A study by the University of Maine found that one-third of responding companies said their ability to sell or harvest wood had decreased over the prior five years, although 39% said nothing had changed and 28% felt their ability had increased.
The cost of doing business has risen in the forest industry over the past few years, and numerous other economic factors aren’t making it easier for logging and trucking firms to maximize production, according to a new report from the University of Maine.
When asked what production factors weighed most heavily on their ability to maximize production, inflation and business costs were most frequently mentioned by firms, with 67% of responding logging firms saying they saw their business costs rise between 21% and 40% in the two years following September 2020. Costs rose over 50% for 16% of firms. Mill closures, market prices and access to qualified labor follow closely behind.
The analysis, funded by the Professional Logging Contractors of Maine, was conducted by a UMaine professor and a research associate and published in February. The researchers analyzed the survey responses provided in fall 2022 by just under half of member companies of the Professional Logging Contractors of Maine, which funded the research.

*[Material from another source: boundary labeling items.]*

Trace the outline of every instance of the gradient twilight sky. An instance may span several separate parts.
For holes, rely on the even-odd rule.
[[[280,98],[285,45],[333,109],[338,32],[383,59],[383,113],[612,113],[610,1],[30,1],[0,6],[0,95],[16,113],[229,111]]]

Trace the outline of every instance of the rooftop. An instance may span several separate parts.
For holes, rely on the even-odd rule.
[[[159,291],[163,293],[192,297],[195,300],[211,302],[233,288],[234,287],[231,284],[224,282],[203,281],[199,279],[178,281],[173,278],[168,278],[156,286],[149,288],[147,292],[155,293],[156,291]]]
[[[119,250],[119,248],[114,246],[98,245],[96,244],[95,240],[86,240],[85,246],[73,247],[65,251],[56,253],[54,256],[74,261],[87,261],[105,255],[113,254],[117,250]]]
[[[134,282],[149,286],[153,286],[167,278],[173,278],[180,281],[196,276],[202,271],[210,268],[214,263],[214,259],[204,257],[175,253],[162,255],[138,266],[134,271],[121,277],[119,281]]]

One-third of responding companies found that their ability to sell or harvest wood had decreased over the prior five years, although 39% said nothing had changed and 28% felt their ability had increased. A large majority — 78% — of firms responded that there are “sufficient markets for the wood that they harvest.”
“This study demonstrates the immense impact logging and forest trucking has on the Maine economy and highlights its importance as the foundation of the state’s entire $8.1 billion forest products industry,” said Dana Doran, the executive director of the Professional Logging Contractors of Maine, in a news release. “It also shows an industry in crisis and reveals what Maine stands to lose if the challenges threatening logging are not overcome.”
Researchers also reviewed quarterly employment and wage figures to find that between 2014 and 2021, Maine saw a 15% decline in total logging industry jobs.
“It should be emphasized that 2021 was a unique year, with much of the world and the industry still rebounding from the COVID-19 pandemic, which drastically altered supply chains, and the eruption of the Pixelle Specialty Solutions paper digester,” the report noted, referring to the April 2020 explosion in Jay that destroyed a digester and ruined another but resulted in no deaths.
At least one firm in every county — except Sagadahoc County — responded to the survey, although Aroostook County appeared to have the most responding firms, according to a color-coded chart that accompanied the survey.